August, 2023
wordmark of Sheila Hoover with a cartoon cat smiling with a heart on its chest

Prayer: Bringing Light Instead of Worry

I used to associate prayer with my devout Catholic mother's prayer list—if anyone was having a hard time, she would put them on her list. It felt comforting, but not something I ever did on my own.
Over the years, however, I’ve learned a lot about prayer from many wise teachers and I've experienced its power to bring positive energy (light) to a difficult situation or, at least, to transform my relationship to it.

My greatest lesson in prayer came from my late husband, Wes. Due to his health issues I lived with the reality that he could go at any time, in any moment. This is true for everyone, but was extra vivid to me during those years. He knew how worried I was, and he would say to me, "Instead of worrying about me, hold light for me." He said that it's potent medicine to bring light instead of worry. When I asked him what he meant by that, he said:
a cat meditating and praying for their cat friend who appears in a vision of a heart above their head

Different people practice it in different ways because the light is revealed to people individually and uniquely. Some people experience the light intuitively as a positive, intuitive sense of goodness and grace and loving care. Some people experience it kinesthetically as a vivid sense of lighted goodness that they can hold and radiate in relationship to anyone or anything, or a matter at hand or in mind that they care about.


Others experience it as a particular virtue of feeling. It could be a sense of kindness, generosity, compassion, faith, trust in something larger, that holds all this. It could be some variation on the feeling of devotion or deep acceptance of a situation, and faith in a positive outcome. And by opening to that feeling or that virtuous resonance, they hold light for something that would otherwise have the feeling of darkness, trouble, complication, pain.


~Wes Vaught

I carried this practice with me after Wes passed and started writing and saying prayers for family and friends. Prayer is sometimes the only support I can offer. I've noticed that I can forget about prayer as an option in the midst of situations that feel hopeless or intractable, but when I remember it's always amazing to me how empowering it feels.

I continue to be surprised by how positively people have responded to the prayers I've written for them. The prayers I write are always collaborative—I send a draft first and ask for input to make sure everything feels right to them.

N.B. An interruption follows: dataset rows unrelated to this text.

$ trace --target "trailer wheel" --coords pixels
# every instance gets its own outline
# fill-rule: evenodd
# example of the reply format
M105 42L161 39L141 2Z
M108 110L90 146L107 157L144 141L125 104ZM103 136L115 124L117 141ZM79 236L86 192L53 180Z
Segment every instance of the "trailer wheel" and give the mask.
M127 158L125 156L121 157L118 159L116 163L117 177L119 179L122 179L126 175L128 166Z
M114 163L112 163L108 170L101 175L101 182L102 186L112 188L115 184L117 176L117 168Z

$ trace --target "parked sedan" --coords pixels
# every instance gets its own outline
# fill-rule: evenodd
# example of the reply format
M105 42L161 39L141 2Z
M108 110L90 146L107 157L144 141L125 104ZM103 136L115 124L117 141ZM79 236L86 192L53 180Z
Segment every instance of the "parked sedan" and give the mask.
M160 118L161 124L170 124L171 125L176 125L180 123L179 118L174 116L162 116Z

Sometimes you can invest a lot of prayer in something and it only reflects one's own need for more light in one's own living being and sphere of awareness. So in that sense prayer is good for the one who prays whether or not things seem to shift outwardly or immediately or soon.


~Wes Vaught

Screenshot of the Prayers on the website with a cartoon cat underneath holding a heart
I think the world would benefit from more people praying, so I created a prayer library on my website. The prayers are nonreligious and cover a range of topics. The prayer for someone who is having surgery is a popular one. The prayers are meant to be modified for your own situation, so you can go to the website, copy a prayer, change it, or cut and paste parts from different prayers to make it right for your situation. I also offer simple but powerful instructions on different ways to pray.

When love and compassion are present in us, and we send them outward, then that is truly prayer. In sending love outward, we may notice a change in our own heart.